I have never used GORM but it generally takes an approach I’m not a fan of but I’ll touch on that in a bit. Let’s start with the basics.
What is an ORM?
ORM stands for an Object-Relational Mapping. In the simplest terms, it maps an object, or in golang this would be a struct to a relational table of some kind. Typical examples would be postgres, mysql, sqlite etc. Technically it doesn’t need to be a SQL database but it’s the most common use case.
It allows the developer to easily represent data manipulation in code without have to fall back on pure SQL. It also, in theory, allows you to more easily change from one database to another one without having to deal with the caveats of the SQL language differences and so on.
Approaches to ORMs
There are essentially two approaches to building ORMs and they diverge on their views on what should be the source of truth. Do you want your code to define the data layer, or do you want to define a data layer that your code uses?
- Code First Approach (CFA)
- Data First Approach (DFA)
(I’m not sure if these are the correct technical terms, but so I don’t have to type these 100 times over, I’ll use their short form of CFA and DFA.
Type Safety
This is a very opinionated view, but unless you have some type safety that you are gaining. This can be true of both approaches (CFA and DFA) there is little point to using an ORM. If all your ORM does is act as a glorified string builder, you might as well just write out your query as a string and use positional parameters (“?, $” etc) to avoid SQL injection and secure your code base.

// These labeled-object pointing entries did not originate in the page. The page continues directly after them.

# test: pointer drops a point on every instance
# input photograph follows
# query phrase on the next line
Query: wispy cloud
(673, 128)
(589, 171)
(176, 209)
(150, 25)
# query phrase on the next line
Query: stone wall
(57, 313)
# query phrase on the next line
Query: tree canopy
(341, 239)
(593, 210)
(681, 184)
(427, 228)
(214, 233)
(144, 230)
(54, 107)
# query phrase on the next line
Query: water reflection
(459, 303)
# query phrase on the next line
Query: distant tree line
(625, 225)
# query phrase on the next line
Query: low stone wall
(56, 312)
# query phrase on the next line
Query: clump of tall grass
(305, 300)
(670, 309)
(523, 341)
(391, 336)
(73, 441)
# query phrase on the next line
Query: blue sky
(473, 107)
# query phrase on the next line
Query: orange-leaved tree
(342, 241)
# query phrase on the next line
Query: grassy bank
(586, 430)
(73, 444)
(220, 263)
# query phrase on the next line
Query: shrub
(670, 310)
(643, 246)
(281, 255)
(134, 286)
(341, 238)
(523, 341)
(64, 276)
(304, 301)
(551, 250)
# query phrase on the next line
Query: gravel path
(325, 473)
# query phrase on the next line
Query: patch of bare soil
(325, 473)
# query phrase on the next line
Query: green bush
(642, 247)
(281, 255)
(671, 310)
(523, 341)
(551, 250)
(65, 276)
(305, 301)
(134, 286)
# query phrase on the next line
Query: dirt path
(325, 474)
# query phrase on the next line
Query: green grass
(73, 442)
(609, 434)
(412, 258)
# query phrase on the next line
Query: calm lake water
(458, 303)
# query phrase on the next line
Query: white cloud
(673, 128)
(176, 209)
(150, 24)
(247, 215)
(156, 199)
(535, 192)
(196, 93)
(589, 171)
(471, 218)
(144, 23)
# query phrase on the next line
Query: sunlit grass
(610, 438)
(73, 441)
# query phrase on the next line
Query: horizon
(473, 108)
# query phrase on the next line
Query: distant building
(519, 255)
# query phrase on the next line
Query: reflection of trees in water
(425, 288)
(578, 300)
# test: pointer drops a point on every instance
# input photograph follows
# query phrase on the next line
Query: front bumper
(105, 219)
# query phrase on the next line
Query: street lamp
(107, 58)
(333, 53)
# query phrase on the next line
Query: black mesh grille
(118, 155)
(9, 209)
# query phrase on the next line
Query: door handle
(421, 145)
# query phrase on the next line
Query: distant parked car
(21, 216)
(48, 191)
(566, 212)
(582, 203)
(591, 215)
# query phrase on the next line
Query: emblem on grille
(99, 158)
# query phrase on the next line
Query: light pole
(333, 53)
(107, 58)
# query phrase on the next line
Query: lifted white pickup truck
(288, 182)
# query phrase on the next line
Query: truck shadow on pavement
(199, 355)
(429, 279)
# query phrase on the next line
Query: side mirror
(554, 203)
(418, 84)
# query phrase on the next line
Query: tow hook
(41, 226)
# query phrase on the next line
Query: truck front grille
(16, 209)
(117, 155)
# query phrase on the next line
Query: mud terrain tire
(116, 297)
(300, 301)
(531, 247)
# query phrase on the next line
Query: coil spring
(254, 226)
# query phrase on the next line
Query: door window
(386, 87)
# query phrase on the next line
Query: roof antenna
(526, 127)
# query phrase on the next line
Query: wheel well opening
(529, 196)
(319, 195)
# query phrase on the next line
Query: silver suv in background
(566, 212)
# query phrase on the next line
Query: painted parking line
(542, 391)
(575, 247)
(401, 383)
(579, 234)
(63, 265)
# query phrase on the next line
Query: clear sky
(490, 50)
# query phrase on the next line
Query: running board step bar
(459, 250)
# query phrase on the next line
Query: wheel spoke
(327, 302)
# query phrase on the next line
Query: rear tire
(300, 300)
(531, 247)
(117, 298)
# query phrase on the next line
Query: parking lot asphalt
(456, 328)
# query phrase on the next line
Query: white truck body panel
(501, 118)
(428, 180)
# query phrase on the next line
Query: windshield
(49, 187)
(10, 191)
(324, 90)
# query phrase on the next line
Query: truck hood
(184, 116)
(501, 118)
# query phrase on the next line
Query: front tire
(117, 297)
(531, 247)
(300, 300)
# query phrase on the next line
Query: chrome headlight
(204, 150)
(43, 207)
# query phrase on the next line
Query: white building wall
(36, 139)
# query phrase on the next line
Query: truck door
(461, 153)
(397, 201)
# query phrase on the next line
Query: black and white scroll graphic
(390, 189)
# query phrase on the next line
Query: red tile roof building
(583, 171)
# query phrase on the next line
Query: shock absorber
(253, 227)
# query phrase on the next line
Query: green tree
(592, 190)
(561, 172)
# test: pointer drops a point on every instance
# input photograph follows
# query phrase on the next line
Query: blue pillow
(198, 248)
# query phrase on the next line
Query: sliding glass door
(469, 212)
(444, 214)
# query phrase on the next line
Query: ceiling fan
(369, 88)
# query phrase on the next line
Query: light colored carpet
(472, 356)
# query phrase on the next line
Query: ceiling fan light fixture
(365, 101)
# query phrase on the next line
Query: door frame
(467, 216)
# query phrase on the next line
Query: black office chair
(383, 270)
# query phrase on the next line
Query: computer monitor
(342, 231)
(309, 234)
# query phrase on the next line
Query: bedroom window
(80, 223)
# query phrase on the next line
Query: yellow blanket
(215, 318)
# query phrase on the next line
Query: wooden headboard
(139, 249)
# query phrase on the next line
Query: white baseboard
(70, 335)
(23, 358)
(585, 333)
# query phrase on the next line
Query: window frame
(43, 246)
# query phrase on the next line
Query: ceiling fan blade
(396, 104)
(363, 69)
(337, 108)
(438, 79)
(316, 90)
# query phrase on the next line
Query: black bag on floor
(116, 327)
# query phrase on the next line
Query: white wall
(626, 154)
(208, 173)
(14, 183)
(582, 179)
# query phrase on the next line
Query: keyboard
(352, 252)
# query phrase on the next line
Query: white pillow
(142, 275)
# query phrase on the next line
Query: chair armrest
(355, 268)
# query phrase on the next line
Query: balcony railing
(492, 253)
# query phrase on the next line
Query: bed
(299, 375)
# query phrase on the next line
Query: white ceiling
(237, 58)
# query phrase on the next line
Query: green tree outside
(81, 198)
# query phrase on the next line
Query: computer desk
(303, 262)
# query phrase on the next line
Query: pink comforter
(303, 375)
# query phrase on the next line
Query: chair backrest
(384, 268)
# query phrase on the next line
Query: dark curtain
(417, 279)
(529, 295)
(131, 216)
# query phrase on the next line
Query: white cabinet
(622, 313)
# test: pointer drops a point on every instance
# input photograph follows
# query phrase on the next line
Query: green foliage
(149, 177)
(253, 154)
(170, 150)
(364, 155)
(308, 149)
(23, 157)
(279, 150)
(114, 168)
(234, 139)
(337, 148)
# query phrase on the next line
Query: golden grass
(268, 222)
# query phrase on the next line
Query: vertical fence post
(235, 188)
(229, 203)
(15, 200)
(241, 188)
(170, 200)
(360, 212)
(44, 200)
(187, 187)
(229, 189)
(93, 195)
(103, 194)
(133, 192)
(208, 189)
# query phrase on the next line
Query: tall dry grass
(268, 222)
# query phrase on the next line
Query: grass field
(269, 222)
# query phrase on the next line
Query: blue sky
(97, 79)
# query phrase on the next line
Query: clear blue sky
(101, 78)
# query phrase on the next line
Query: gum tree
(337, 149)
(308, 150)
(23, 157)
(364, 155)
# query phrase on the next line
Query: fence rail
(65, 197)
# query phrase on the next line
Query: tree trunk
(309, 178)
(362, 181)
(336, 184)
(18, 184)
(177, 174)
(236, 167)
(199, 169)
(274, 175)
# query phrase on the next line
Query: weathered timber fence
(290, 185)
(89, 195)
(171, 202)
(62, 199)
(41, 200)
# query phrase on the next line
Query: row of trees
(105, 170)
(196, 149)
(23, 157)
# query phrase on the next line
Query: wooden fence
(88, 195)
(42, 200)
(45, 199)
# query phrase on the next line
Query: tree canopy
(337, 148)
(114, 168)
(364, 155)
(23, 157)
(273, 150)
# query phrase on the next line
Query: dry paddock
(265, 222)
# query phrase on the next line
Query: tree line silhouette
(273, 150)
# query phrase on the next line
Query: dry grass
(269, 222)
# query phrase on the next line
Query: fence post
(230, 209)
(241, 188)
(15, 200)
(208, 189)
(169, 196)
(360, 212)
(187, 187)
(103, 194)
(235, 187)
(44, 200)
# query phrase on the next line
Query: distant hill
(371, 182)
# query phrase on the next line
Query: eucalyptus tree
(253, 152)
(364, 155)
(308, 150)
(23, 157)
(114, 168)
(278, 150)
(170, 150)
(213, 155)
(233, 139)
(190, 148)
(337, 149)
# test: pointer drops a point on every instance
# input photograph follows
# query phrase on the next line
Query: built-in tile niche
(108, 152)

The big advantage of type safety is that if you apply changes and additional columns are added, or data types are changed, you should be catching those at compile time not at runtime. Tests help but they’re not perfect or all encompassing. Any references to that column that don’t match the type should error out and force you to address it.
Why the Hate
This isn’t always due to the framework as much as the developer using it. Of course that also tends to end up with another developer picking up the mistakes that were done by generations of developers and struggling to decipher where the issue is.
One of the big issues with ORMs is that they make things too easy, they make it so developers don’t need to learn how SQL works (a required skill IMO) and they also tend to generate some fairly hideous queries.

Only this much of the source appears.